MELBOURNE, AUSTRALIA, June 25, 2026 – Technology founder James Sackl has published a new essay calling on Australians to rethink conventional personal finance strategies. Rather than focusing on saving every possible dollar, Sackl argues that people should concentrate on increasing their earning power and safeguarding their most limited resource: time.
Founder of Singapore-based Wallace Biotechnologies and Terraform Technologies, Sackl shares the essay through his Golden Age publishing platform.
The article, titled “Don’t Save Money,” challenges the common belief that financial success is primarily achieved through thrift and budgeting.
“Everyone gets the same line drummed into them young,” Sackl writes. “Spend less than you bring in, tuck a bit away every week, and you’ll be comfortable one day. Sure. Your mum and dad would approve. It’s also the slowest road to anywhere I know of.”
Sackl argues that while savings can only be stretched so far, earning potential can grow substantially through better opportunities, stronger offers, and higher-value work. In his view, the key is learning to value one’s own time and declining activities that produce little return.
The essay draws on several experiences from his career. At twenty-one, he secured $21,000 in advance advertising sales for a website that had not yet been launched. Later, during the COVID-19 pandemic, he developed a rapid antigen testing pen that achieved $130 million in sales.
“Saving has a floor. You trim, then trim more, and one day there’s nothing left to trim.
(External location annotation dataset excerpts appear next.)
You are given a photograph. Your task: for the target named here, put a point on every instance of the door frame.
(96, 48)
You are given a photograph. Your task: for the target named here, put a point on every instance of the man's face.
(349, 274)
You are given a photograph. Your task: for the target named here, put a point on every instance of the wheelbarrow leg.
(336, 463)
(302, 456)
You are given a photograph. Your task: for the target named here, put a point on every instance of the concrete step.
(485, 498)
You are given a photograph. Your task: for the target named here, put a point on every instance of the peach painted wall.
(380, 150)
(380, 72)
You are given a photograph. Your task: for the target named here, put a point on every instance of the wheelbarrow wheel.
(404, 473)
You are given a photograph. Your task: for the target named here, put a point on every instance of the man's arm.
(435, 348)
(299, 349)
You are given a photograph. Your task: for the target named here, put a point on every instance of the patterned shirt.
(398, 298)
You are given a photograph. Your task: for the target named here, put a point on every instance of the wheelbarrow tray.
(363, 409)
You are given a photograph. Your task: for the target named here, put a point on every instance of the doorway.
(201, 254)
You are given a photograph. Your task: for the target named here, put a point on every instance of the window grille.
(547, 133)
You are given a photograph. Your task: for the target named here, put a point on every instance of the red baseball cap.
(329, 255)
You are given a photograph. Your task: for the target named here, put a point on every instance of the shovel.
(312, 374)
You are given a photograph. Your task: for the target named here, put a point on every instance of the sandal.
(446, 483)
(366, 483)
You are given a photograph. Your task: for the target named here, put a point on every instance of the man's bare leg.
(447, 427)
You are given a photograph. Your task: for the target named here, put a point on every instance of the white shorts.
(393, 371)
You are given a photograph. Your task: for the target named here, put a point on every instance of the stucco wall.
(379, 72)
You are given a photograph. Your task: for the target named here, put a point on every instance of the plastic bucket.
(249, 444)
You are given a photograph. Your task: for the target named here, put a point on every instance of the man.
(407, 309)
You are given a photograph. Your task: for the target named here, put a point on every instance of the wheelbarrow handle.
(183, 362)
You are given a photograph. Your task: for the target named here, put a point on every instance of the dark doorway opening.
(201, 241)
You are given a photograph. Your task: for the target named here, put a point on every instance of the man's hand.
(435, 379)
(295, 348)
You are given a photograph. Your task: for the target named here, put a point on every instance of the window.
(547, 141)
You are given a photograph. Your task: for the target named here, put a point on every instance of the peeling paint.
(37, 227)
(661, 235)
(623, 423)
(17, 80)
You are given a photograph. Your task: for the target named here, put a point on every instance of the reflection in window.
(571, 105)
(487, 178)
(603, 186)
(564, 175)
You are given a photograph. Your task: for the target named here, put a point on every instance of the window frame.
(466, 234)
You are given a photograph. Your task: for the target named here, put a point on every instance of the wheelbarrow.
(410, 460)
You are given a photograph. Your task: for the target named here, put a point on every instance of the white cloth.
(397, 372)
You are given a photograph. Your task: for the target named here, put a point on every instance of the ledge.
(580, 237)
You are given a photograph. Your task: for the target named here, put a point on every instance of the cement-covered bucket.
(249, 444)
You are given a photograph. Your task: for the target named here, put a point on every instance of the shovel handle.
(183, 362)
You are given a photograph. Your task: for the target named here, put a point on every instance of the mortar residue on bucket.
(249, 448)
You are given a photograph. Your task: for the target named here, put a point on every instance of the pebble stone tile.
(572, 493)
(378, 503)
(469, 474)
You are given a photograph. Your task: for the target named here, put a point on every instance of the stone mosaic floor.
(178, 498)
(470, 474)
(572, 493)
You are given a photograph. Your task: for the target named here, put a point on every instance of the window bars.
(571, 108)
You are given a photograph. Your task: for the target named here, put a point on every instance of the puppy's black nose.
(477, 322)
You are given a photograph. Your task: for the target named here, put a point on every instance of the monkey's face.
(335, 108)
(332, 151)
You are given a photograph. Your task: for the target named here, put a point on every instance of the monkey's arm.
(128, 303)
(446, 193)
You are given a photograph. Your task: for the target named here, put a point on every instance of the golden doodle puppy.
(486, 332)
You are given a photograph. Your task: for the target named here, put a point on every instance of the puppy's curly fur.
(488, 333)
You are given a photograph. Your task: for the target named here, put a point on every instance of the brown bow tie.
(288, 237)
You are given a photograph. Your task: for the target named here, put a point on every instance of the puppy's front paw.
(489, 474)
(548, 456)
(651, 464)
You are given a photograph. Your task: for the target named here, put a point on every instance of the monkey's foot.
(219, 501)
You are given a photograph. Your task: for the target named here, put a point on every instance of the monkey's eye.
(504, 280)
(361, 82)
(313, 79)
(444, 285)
Earning has no ceiling,” Sackl says in the essay. “All the money that ever made a real difference to me came out of the hours I spent earning, not a cent of it out of the hours I spent doing without.”
Applying the concept through business design
The argument presented in the essay aligns with the strategy behind Sackl’s current companies.
Wallace Biotechnologies is focused on extending health span and environmental health through long-term biotechnology development. Terraform Technologies is building infrastructure designed to use fusion energy, particularly energy from the sun, to deliver resources at scale and lower cost.
According to Sackl, both businesses are structured around long-term resource creation rather than short-term performance targets. He believes individuals should take a similar approach when deciding how to spend their time.
“Squeeze forty dollars off some bill and you’ve burned a clear hour doing it,” Sackl writes. “The forty you’d have made back by Friday anyway. The clear hour you don’t get back till you’ve slept.”